Officers have been continuing their search of a recycling facility for clues to the identity of the baby girl.
An appeal for the mother to come forward was repeated yesterday amid growing concerns for her health and emotional wellbeing.
Gardaí said the results of an autopsy suggested the baby was born some weeks earlier than initially thought and there was nothing to suggest deliberate injuries were caused to the baby. They also confirmed that the baby is Caucasian.
If her body is not claimed, her remains will be released to the HSE and arrangements made with the local authorities for her burial.
However, gardaí are still hopeful the mother will make herself known to them and they appealed to her to make contact or to at least seek medical help.
There are concerns that if the birth was unassisted, the mother may not know if she fully expelled the placenta or suffered a tear needing stitches, both of which would leave her prone to infection.
The baby’s remains were found at the Greenstar recycling plant at Fassaroe on the outskirts of Bray, Co Wicklow, on Wednesday morning by workers sorting through recycling materials.
Gardaí were called and the scene was sealed off for forensic examination, which will continue today. Greenstar is also working with detectives to try to identify the bin trucks that deposited their loads in the area where the baby was found.
Greenstar has collection routes all over the south-east but has been working to narrow down the vehicles and the areas they covered before arriving at Fassaroe.

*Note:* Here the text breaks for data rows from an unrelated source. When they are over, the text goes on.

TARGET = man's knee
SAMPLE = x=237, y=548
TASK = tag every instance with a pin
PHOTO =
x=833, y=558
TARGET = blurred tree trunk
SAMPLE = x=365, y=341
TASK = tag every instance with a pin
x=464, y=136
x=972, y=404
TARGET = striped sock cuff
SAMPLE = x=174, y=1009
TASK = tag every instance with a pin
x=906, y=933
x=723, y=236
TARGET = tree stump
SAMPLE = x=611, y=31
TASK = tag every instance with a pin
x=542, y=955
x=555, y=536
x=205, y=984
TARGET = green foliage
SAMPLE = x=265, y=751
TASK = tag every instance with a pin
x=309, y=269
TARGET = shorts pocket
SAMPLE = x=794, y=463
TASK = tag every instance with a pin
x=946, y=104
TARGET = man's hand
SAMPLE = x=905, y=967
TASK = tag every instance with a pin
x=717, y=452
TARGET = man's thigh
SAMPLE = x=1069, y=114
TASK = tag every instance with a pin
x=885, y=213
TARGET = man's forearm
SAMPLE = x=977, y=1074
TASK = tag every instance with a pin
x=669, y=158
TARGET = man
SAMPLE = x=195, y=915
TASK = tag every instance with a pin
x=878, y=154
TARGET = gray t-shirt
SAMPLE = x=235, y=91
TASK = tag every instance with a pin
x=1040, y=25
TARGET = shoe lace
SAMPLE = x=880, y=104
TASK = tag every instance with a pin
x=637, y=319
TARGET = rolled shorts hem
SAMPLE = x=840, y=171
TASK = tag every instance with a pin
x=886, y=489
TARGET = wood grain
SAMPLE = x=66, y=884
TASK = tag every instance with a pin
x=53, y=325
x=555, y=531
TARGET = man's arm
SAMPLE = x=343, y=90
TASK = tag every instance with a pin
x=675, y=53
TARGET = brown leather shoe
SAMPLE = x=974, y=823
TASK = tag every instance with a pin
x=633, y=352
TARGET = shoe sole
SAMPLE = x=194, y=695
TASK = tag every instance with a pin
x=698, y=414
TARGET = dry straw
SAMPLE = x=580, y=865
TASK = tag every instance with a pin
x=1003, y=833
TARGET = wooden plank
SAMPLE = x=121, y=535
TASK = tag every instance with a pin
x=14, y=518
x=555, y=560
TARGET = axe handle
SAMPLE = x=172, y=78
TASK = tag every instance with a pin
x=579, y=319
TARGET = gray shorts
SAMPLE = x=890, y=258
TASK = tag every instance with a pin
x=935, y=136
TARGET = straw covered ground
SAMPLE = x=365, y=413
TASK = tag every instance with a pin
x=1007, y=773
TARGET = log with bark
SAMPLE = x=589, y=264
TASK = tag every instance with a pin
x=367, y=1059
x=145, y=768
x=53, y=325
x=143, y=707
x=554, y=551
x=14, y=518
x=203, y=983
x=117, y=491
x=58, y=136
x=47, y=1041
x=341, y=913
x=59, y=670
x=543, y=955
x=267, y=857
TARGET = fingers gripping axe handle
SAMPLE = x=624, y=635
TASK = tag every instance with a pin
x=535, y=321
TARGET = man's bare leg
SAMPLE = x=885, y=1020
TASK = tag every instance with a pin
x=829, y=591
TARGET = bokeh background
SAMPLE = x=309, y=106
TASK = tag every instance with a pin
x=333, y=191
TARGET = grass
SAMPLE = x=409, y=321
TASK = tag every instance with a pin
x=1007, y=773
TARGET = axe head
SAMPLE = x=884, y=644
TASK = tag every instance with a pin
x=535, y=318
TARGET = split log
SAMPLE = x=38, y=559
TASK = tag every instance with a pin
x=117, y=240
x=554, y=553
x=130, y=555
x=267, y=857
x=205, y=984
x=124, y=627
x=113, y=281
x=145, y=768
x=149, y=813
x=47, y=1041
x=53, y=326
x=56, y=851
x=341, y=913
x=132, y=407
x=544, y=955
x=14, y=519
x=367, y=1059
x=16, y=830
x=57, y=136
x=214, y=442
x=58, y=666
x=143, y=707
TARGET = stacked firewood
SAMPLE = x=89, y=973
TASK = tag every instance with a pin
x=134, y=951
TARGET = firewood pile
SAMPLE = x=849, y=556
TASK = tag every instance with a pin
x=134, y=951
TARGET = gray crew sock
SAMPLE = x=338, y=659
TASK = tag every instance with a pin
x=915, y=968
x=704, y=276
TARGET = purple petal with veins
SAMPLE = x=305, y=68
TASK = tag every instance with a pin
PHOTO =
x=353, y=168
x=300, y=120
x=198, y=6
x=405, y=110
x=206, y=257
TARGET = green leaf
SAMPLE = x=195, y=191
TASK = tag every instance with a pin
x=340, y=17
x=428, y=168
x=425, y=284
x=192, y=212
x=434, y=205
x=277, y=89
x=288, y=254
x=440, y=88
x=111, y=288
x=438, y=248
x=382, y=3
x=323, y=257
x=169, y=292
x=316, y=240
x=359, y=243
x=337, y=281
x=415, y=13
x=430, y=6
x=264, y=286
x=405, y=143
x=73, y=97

It is not known if the baby was left in a household bin or a commercial container.
Tusla, the Child and Family Agency, backed the Garda call for the mother to come forward. Chief executive Fred McBride said: “The priority for Tusla at this time is the health and wellbeing of the mother.
‘In the event that the mother contacts us she will be provided with all necessary support and her call will be treated in a sensitive and compassionate manner.”
Mr McBride said the Tusla helpline, 076-6958400, was ready to take a call from the mother or someone close to her and it was manned by professional staff who would be able to arrange whatever assistance was needed.
While the mother’s circumstances are not known, the CARI charity (Children at Risk in Ireland), which supports children and young people who have had unwanted sexual experiences, offered its services to anyone affected by the news of the baby’s discovery.
Chief executive Mary Flaherty said: “We in CARI are saddened and shocked that in this day and age a woman cannot get the help she needs to deal with a problematic pregnancy.”
She urged anyone with a concern to contact CARI’s helpline on 1890 924 567. The Garda confidential line is 1800 666111.